Poetry
Winner – “Best Screenplay” – Cannes Film Festival
Special Mention of the Jury – Cannes Film Festival
Winner – “Best Film” – Grand Bell Awards
Winner – “Best Director” – Asian Film Awards
Winner – “Best Screenplay” – Asian Film Awards“…quietly devastating…” – The New York Times
“…flawlessly constructed, bitingly intelligent…” – The Independent
“…daring…haunting…a character study of remarkable subtlety…” – The Los Angeles Times
Lee Chang-dong (Secret Sunshine, Oasis, Peppermint Candy) delivers yet another big screen triumph with Poetry, a movie which also marks the return to the silver screen of acting legend, Yoon Jeong-Hee, who has been retired since 1994. In Lee’s film, she plays a 67 year-old grandmother, taking care of her loutish grandson and barely scraping by with a series of odd jobs.

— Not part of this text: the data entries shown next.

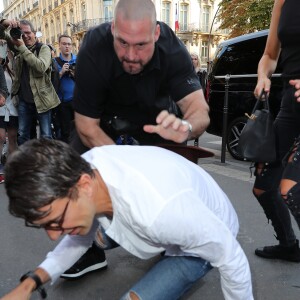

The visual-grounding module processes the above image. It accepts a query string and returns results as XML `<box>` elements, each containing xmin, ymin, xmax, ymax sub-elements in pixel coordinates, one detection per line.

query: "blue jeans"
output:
<box><xmin>121</xmin><ymin>256</ymin><xmax>212</xmax><ymax>300</ymax></box>
<box><xmin>95</xmin><ymin>224</ymin><xmax>212</xmax><ymax>300</ymax></box>
<box><xmin>18</xmin><ymin>99</ymin><xmax>52</xmax><ymax>145</ymax></box>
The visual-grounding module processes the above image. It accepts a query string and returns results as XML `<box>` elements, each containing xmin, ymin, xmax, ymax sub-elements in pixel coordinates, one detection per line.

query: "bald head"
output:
<box><xmin>114</xmin><ymin>0</ymin><xmax>156</xmax><ymax>28</ymax></box>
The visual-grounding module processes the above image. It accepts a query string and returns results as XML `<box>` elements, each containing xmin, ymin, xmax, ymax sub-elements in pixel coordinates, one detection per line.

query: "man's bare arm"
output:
<box><xmin>144</xmin><ymin>90</ymin><xmax>209</xmax><ymax>143</ymax></box>
<box><xmin>1</xmin><ymin>268</ymin><xmax>50</xmax><ymax>300</ymax></box>
<box><xmin>75</xmin><ymin>112</ymin><xmax>115</xmax><ymax>148</ymax></box>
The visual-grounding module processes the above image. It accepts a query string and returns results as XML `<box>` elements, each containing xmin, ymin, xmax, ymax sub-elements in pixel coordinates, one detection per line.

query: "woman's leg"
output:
<box><xmin>280</xmin><ymin>136</ymin><xmax>300</xmax><ymax>228</ymax></box>
<box><xmin>253</xmin><ymin>87</ymin><xmax>300</xmax><ymax>261</ymax></box>
<box><xmin>121</xmin><ymin>256</ymin><xmax>212</xmax><ymax>300</ymax></box>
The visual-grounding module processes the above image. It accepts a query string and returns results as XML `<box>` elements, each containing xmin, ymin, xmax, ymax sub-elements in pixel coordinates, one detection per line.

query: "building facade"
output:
<box><xmin>2</xmin><ymin>0</ymin><xmax>227</xmax><ymax>67</ymax></box>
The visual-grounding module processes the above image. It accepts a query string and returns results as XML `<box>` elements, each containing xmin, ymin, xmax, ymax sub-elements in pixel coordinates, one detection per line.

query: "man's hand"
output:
<box><xmin>1</xmin><ymin>19</ymin><xmax>20</xmax><ymax>28</ymax></box>
<box><xmin>254</xmin><ymin>77</ymin><xmax>271</xmax><ymax>98</ymax></box>
<box><xmin>0</xmin><ymin>281</ymin><xmax>33</xmax><ymax>300</ymax></box>
<box><xmin>59</xmin><ymin>63</ymin><xmax>70</xmax><ymax>77</ymax></box>
<box><xmin>144</xmin><ymin>110</ymin><xmax>190</xmax><ymax>143</ymax></box>
<box><xmin>289</xmin><ymin>79</ymin><xmax>300</xmax><ymax>102</ymax></box>
<box><xmin>0</xmin><ymin>94</ymin><xmax>6</xmax><ymax>107</ymax></box>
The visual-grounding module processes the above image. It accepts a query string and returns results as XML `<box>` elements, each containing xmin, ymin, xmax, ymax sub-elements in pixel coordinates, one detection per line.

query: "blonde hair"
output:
<box><xmin>190</xmin><ymin>52</ymin><xmax>200</xmax><ymax>73</ymax></box>
<box><xmin>114</xmin><ymin>0</ymin><xmax>156</xmax><ymax>28</ymax></box>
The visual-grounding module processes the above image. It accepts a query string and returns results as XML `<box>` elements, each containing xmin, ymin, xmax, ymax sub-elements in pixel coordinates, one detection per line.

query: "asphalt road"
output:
<box><xmin>0</xmin><ymin>134</ymin><xmax>300</xmax><ymax>300</ymax></box>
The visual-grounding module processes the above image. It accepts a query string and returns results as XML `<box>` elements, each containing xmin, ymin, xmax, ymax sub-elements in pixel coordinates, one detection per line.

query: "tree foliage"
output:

As the movie begins, she has been given a diagnosis of Alzheimer’s disease and so she enrolls in a poetry class in an effort to sharpen her mental faculties and delay the advance of her dementia. Simultaneously, a young girl who lives in her neighborhood commits suicide and slowly, in Lee’s expert hands, the strands of this narrative — a brute of a grandson, a tired old woman, poetry, suicide, senility — all come together to deliver yet another of Lee’s enormous, epic, subtle, sprawling portraits of the world. It’s a movie that should be compared to a novel for all of its elegance and depth, but that is also, truly, cinema: a story that could not be told any other way but in enormous, illuminated images.